Sven Nieger

More (b20170728_072510one) dry Riesling like this, please.

Sven Nieger, Riesling trocken 2014, Landwein, Baden
Understated straw/light yellow. After decent airing, this smells unerringly of the type of fine lemony salt crust that chefs use to season fish. We’re talking top-quality salt and lemons. It’s a beguiling aroma. Utterly dry on the palate, with heaps of salt as well as lemon, lime, herbs and not a single ounce of fat. The wine’s medium body is at once lithe, steely and electrifying. The acidity is keen but not sharp.

(A slight element of organisational chaos still reigns chez Jones since we moved back to the UK, the upshot of which I have been writing all my wine notes on small pieces of scrap paper. I may have accidently put my scribblings for this wine out with the paper recycling, so these tasting notes are missing something at the end.

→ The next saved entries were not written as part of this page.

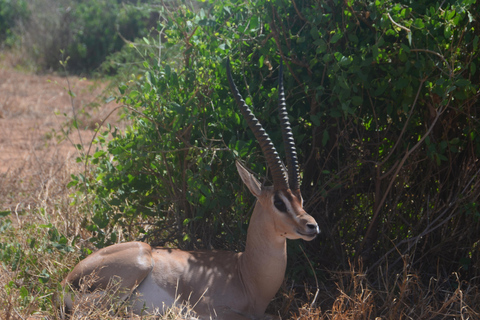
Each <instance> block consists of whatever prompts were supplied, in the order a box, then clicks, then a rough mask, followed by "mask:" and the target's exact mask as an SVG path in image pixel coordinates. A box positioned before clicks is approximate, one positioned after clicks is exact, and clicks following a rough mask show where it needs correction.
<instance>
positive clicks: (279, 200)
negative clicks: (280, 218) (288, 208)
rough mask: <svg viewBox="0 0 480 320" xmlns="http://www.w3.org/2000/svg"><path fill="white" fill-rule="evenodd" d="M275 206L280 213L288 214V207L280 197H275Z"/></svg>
mask: <svg viewBox="0 0 480 320" xmlns="http://www.w3.org/2000/svg"><path fill="white" fill-rule="evenodd" d="M273 205H274V206H275V208H277V210H278V211H281V212H287V206H286V205H285V202H283V200H282V199H280V197H279V196H278V195H275V197H274V198H273Z"/></svg>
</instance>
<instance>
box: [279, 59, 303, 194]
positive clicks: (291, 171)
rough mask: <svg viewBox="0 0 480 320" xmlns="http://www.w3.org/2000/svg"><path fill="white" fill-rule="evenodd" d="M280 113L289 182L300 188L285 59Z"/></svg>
mask: <svg viewBox="0 0 480 320" xmlns="http://www.w3.org/2000/svg"><path fill="white" fill-rule="evenodd" d="M278 113H279V116H280V127H281V128H282V136H283V143H284V144H285V154H286V157H287V169H288V184H289V185H290V189H291V190H299V189H300V179H299V176H298V159H297V151H296V150H295V140H294V139H293V133H292V128H291V127H290V121H289V120H288V113H287V103H286V100H285V90H284V88H283V60H282V61H281V62H280V70H279V71H278Z"/></svg>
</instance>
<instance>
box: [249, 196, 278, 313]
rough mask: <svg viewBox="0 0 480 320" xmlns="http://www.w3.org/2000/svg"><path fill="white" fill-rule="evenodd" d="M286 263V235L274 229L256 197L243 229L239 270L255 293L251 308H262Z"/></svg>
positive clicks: (273, 290)
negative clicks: (253, 205)
mask: <svg viewBox="0 0 480 320" xmlns="http://www.w3.org/2000/svg"><path fill="white" fill-rule="evenodd" d="M286 265H287V247H286V238H285V237H282V236H280V235H278V234H276V232H275V225H274V222H273V221H272V219H271V217H270V215H269V214H267V212H264V208H263V206H262V203H261V201H259V200H257V203H256V205H255V208H254V210H253V213H252V217H251V219H250V224H249V227H248V232H247V243H246V246H245V252H244V253H243V254H242V257H241V262H240V272H241V274H242V277H243V278H244V282H245V285H246V286H247V287H248V289H249V290H253V291H254V292H255V294H256V296H257V299H256V304H257V303H258V304H259V305H256V306H255V308H256V309H257V308H263V311H262V312H264V310H265V308H266V306H267V305H268V303H269V302H270V300H271V299H273V297H274V296H275V294H276V293H277V291H278V289H279V288H280V286H281V285H282V283H283V279H284V276H285V269H286Z"/></svg>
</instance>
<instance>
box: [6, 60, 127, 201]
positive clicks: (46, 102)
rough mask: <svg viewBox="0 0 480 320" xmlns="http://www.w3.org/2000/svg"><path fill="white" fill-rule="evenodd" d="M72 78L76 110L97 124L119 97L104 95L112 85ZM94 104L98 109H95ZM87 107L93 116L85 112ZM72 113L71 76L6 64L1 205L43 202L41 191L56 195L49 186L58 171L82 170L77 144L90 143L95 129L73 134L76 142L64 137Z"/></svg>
mask: <svg viewBox="0 0 480 320" xmlns="http://www.w3.org/2000/svg"><path fill="white" fill-rule="evenodd" d="M68 82H69V83H70V88H71V90H72V92H73V93H74V94H75V99H74V102H73V105H74V109H75V112H76V113H78V114H80V115H79V117H80V118H81V119H82V120H83V124H84V125H89V126H90V127H92V128H93V127H94V126H95V123H98V122H100V121H101V120H103V118H105V117H106V116H107V115H108V114H109V113H110V111H112V110H113V109H114V108H115V107H116V104H115V102H114V101H113V102H110V103H108V104H107V103H105V102H102V100H101V99H99V96H100V95H101V94H102V92H104V90H105V88H106V86H107V84H106V83H102V82H99V81H92V80H87V79H82V78H78V77H69V78H68ZM93 104H96V105H97V107H96V108H93V107H90V106H92V105H93ZM83 108H86V109H87V110H88V114H90V115H91V116H86V115H85V114H84V113H82V112H81V111H82V110H83ZM72 116H73V108H72V101H71V98H70V95H69V94H68V83H67V78H65V77H60V76H56V75H32V74H27V73H22V72H18V71H15V70H12V69H8V68H0V209H4V210H5V209H13V208H14V207H17V206H19V204H21V205H22V206H25V205H29V204H30V203H32V202H36V201H38V197H39V193H40V194H42V197H43V198H45V197H46V196H52V194H51V193H50V194H45V192H52V191H53V190H50V189H48V187H49V184H50V185H51V184H52V182H58V179H60V177H58V175H60V174H61V175H63V176H62V177H61V178H62V179H68V175H69V174H70V173H72V172H74V171H75V170H78V169H79V168H78V167H79V165H78V164H75V161H74V159H75V158H76V157H77V156H78V153H77V150H76V148H75V146H74V144H77V143H81V144H83V145H84V146H87V145H88V144H89V143H90V141H91V139H92V137H93V135H94V131H93V130H92V129H88V130H77V131H75V132H72V133H71V134H70V135H69V137H70V141H69V140H67V139H64V140H59V139H58V136H62V135H61V129H62V126H63V125H64V124H65V123H67V122H68V121H69V119H71V118H72ZM116 119H118V116H117V117H113V118H109V122H110V123H112V121H113V122H115V121H116ZM75 166H76V167H77V168H75ZM66 176H67V177H66ZM39 188H43V189H45V190H43V189H42V190H43V191H42V190H39ZM39 191H41V192H39ZM59 191H60V190H59ZM32 197H33V198H32Z"/></svg>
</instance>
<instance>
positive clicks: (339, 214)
mask: <svg viewBox="0 0 480 320" xmlns="http://www.w3.org/2000/svg"><path fill="white" fill-rule="evenodd" d="M479 12H480V11H479V8H478V4H477V3H476V1H475V0H469V1H453V0H452V1H436V0H431V1H421V2H418V1H398V0H397V1H394V0H376V1H367V0H363V1H361V0H349V1H298V0H297V1H284V0H276V1H264V0H259V1H254V2H247V1H222V2H218V1H211V2H210V3H208V4H207V5H206V6H205V8H204V9H200V10H192V9H191V8H190V7H189V6H188V5H180V6H179V7H178V8H177V9H176V10H168V9H167V10H165V11H163V13H162V15H163V16H164V20H162V24H161V25H160V26H159V27H158V30H162V31H163V39H164V42H163V43H162V56H161V57H160V58H161V59H160V60H158V56H155V54H156V52H155V53H154V51H152V50H150V51H149V50H147V49H145V48H146V47H145V46H143V47H141V46H137V47H136V49H137V52H139V53H141V54H142V55H143V56H142V57H143V61H144V62H143V64H142V65H141V66H140V67H139V69H137V70H139V71H138V72H139V74H138V76H137V75H135V76H134V77H132V78H131V79H130V80H129V81H126V82H125V83H124V84H122V85H121V86H120V93H121V98H120V99H121V100H122V101H123V102H124V103H125V104H126V105H127V106H128V115H129V117H130V119H131V121H132V125H131V127H130V128H129V129H128V130H127V131H125V132H119V131H117V130H115V129H112V130H107V131H106V132H103V133H102V135H99V136H98V139H97V140H96V143H97V147H98V149H97V151H96V152H95V153H94V154H93V155H91V156H89V157H88V161H90V162H91V163H93V164H95V166H93V167H92V169H91V171H90V172H87V173H86V174H85V175H82V176H77V177H74V181H72V183H71V184H72V185H77V186H78V187H79V188H80V189H81V190H82V192H86V194H87V197H88V198H89V202H90V204H91V206H92V212H93V216H92V222H91V223H90V224H89V226H88V227H89V228H90V230H91V231H93V232H94V233H95V235H96V238H95V241H96V245H98V246H104V245H106V244H108V243H111V242H114V241H115V239H116V236H117V235H118V233H119V232H122V233H129V232H130V233H129V234H132V235H135V234H136V233H137V232H138V231H140V232H141V233H144V234H145V235H147V236H149V237H153V238H152V240H151V241H153V242H157V243H162V244H167V245H168V244H175V245H180V246H182V247H187V248H188V247H212V246H213V247H217V248H219V247H232V248H241V245H238V239H243V237H244V234H245V230H246V228H245V226H246V223H247V222H248V211H249V208H251V205H252V199H251V197H250V195H249V194H248V192H247V190H245V189H244V188H243V187H242V185H241V182H240V180H239V178H238V177H237V173H236V172H235V166H234V165H233V162H234V159H235V158H237V157H238V158H240V159H242V160H244V161H246V162H247V163H248V166H249V167H250V168H251V169H252V170H254V171H255V172H257V173H258V174H259V175H260V176H265V175H266V173H265V172H266V168H265V164H264V159H263V156H262V154H261V152H260V151H259V149H258V146H257V143H256V142H255V141H254V139H253V135H252V134H251V133H250V132H249V130H247V129H246V125H245V123H244V122H243V120H242V119H240V117H239V115H238V113H237V111H236V109H235V104H234V101H233V99H232V97H231V94H230V92H229V90H228V85H227V81H226V74H225V59H226V57H227V56H229V57H230V58H231V59H232V63H233V70H234V77H235V78H236V82H237V83H238V84H239V87H240V90H241V92H242V93H243V95H244V96H245V97H247V103H249V104H250V105H253V106H254V107H253V108H254V112H255V113H256V115H257V117H258V118H259V119H261V120H262V121H263V123H264V126H265V127H266V130H267V131H268V132H269V134H270V135H271V137H272V139H273V141H275V142H277V144H278V145H279V148H280V151H281V152H282V151H283V150H282V148H281V145H280V144H279V142H280V140H281V133H280V129H279V126H278V119H277V117H276V110H275V109H276V101H277V88H276V85H277V73H278V66H279V64H280V63H281V60H283V61H285V63H286V75H285V85H286V89H287V92H286V95H287V104H288V106H289V113H290V116H291V122H292V126H293V130H294V132H295V137H296V143H297V147H298V151H299V158H300V162H301V167H302V170H303V182H302V192H303V195H304V198H305V199H304V200H305V207H306V209H307V210H308V211H309V212H310V213H312V214H313V215H314V216H315V218H316V219H317V221H318V222H319V223H320V226H321V229H322V232H323V234H324V236H323V238H322V241H315V242H313V243H312V244H310V243H309V244H308V248H307V250H308V251H309V253H310V254H309V257H310V258H311V259H312V263H313V264H314V266H316V267H320V268H323V267H327V268H334V269H335V268H337V267H340V268H348V263H349V261H357V262H359V261H362V262H363V265H364V266H367V267H368V268H370V269H372V270H373V269H375V268H376V267H378V266H380V265H389V267H390V268H392V269H395V268H402V267H403V262H404V259H405V257H406V256H409V257H410V259H411V261H410V262H411V263H412V265H413V266H414V268H416V269H418V270H422V271H424V273H423V274H425V276H426V277H429V276H431V275H436V274H437V273H438V272H441V273H442V274H444V275H448V274H450V273H451V272H454V271H459V272H461V274H462V276H465V277H471V276H472V275H473V274H477V273H478V267H479V265H478V257H479V250H478V241H479V234H480V228H479V217H480V211H479V205H478V203H479V199H478V197H479V194H480V184H479V181H480V180H479V176H478V173H479V171H480V164H479V162H478V158H479V156H480V132H479V128H480V126H479V123H478V112H479V111H480V110H479V104H478V95H479V94H478V92H479V91H478V90H479V81H478V79H479V77H478V75H479V73H478V70H477V68H478V66H480V59H479V52H480V51H479V32H478V30H479V27H480V26H479V24H478V23H479V22H478V21H479V19H480V16H479ZM156 38H158V37H153V38H150V39H147V38H145V39H144V40H143V41H144V42H145V44H148V45H150V44H152V43H155V41H156V40H155V39H156ZM157 45H158V43H157ZM140 70H142V71H141V73H140ZM247 84H248V85H247ZM110 134H111V135H112V137H113V139H111V140H108V139H107V137H108V136H109V135H110ZM107 141H108V142H107ZM267 180H268V178H267ZM267 183H268V182H267ZM139 218H142V221H150V222H151V224H147V225H146V224H138V223H137V222H138V221H140V220H139ZM152 225H153V226H154V228H152ZM147 227H148V228H147ZM240 243H241V242H240ZM432 262H433V263H432ZM296 266H297V265H295V264H294V265H293V267H296ZM438 266H442V267H441V268H438ZM294 269H295V268H294ZM304 269H305V267H304V266H300V267H299V268H297V269H295V271H294V272H295V273H296V274H298V273H301V272H306V270H304Z"/></svg>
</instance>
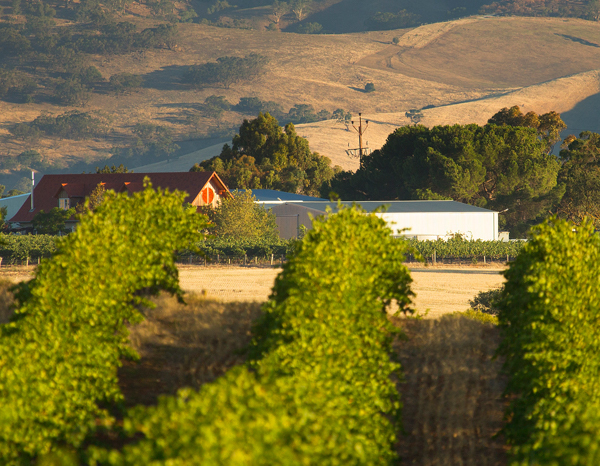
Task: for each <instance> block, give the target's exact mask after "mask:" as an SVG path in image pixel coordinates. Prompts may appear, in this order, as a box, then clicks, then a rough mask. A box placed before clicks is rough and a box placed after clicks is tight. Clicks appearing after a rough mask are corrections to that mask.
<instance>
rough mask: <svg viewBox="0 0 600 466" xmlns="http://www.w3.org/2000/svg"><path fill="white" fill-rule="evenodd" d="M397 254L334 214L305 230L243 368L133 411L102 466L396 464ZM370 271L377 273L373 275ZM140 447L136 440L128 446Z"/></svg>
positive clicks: (368, 226) (404, 247) (369, 226)
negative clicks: (396, 356)
mask: <svg viewBox="0 0 600 466" xmlns="http://www.w3.org/2000/svg"><path fill="white" fill-rule="evenodd" d="M406 248H407V244H406V243H405V242H401V241H396V240H394V239H393V238H392V237H391V236H390V231H389V229H388V228H387V227H386V225H385V222H384V221H382V220H381V219H379V218H377V217H375V216H374V215H365V213H364V212H362V211H360V210H358V209H354V208H353V209H343V210H341V211H340V212H339V213H337V214H335V215H332V216H331V217H329V220H327V221H319V220H315V222H314V228H313V230H311V231H310V232H309V233H308V234H307V236H306V237H305V239H304V240H303V241H302V242H301V243H299V244H298V247H297V250H296V251H295V253H294V254H293V255H292V257H291V258H290V259H289V262H288V263H287V264H286V265H285V267H284V269H283V271H282V273H281V274H280V275H279V277H278V278H277V280H276V282H275V286H274V289H273V294H272V296H271V298H270V300H269V301H268V303H267V304H266V306H265V315H264V317H263V318H262V320H261V321H259V323H258V324H257V326H256V328H255V340H254V342H253V344H252V347H251V349H250V362H249V363H248V364H247V365H246V366H243V367H238V368H236V369H234V370H232V371H230V372H228V373H227V374H226V375H225V376H224V377H222V378H221V379H219V380H217V381H216V382H215V383H212V384H208V385H205V386H203V387H202V388H201V389H200V390H199V391H198V392H195V391H192V390H189V389H185V390H182V391H180V392H179V393H178V395H177V396H175V397H164V398H161V399H160V401H159V403H158V405H157V406H154V407H138V408H135V409H134V410H132V411H131V412H130V413H129V415H128V416H127V417H126V419H125V422H124V425H125V428H126V431H127V432H128V433H129V435H130V436H131V441H132V443H130V444H128V445H126V446H125V447H124V448H123V449H122V450H121V451H117V450H113V451H107V450H102V449H98V448H93V449H91V452H92V456H91V460H92V463H94V462H95V461H97V462H99V463H101V464H111V465H139V464H155V465H166V464H169V465H184V464H202V465H206V466H210V465H222V464H236V465H272V464H306V465H308V464H324V465H327V464H338V465H339V464H344V465H352V464H356V465H380V464H389V463H390V462H391V461H393V460H395V459H396V455H395V452H394V449H393V443H394V441H395V433H396V432H397V431H398V430H399V424H398V420H399V415H400V402H399V399H398V393H397V391H396V387H395V384H394V379H395V378H396V379H397V376H398V372H399V370H400V367H399V365H398V364H396V363H394V362H392V361H391V360H390V357H389V354H390V350H391V341H392V338H393V337H394V335H395V334H396V333H397V332H398V330H397V329H396V328H394V327H393V326H392V325H391V324H390V323H389V322H388V320H387V318H386V313H385V307H386V305H387V304H389V302H390V301H391V300H397V301H398V303H399V304H400V308H401V309H402V310H406V309H407V306H408V304H409V302H410V296H411V295H412V293H411V292H410V288H409V284H410V282H411V279H410V275H409V272H408V270H407V269H406V267H405V266H404V265H403V262H404V258H405V253H406ZM382 259H383V260H384V262H383V263H382ZM140 439H141V440H140Z"/></svg>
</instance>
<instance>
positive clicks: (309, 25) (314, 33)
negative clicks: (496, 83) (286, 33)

Suffice to say though that this is exceedingly good for an estate wine.)

Incidentally, Sven Nieger repeatedly fell foul of the tasting panel in Freiburg who are responsible for ensuring that the local wines are ‘typical’ representatives of the Qualitätswein label. They kept rejecting his wines, so he decided to bottle them as Landwein (the equivalent of vin du pays) instead. Earlier this year, he and other colleagues including Hanspeter Ziereisen helped to inaugurate the first-ever Badischer Landweinmarkt in Müllheim.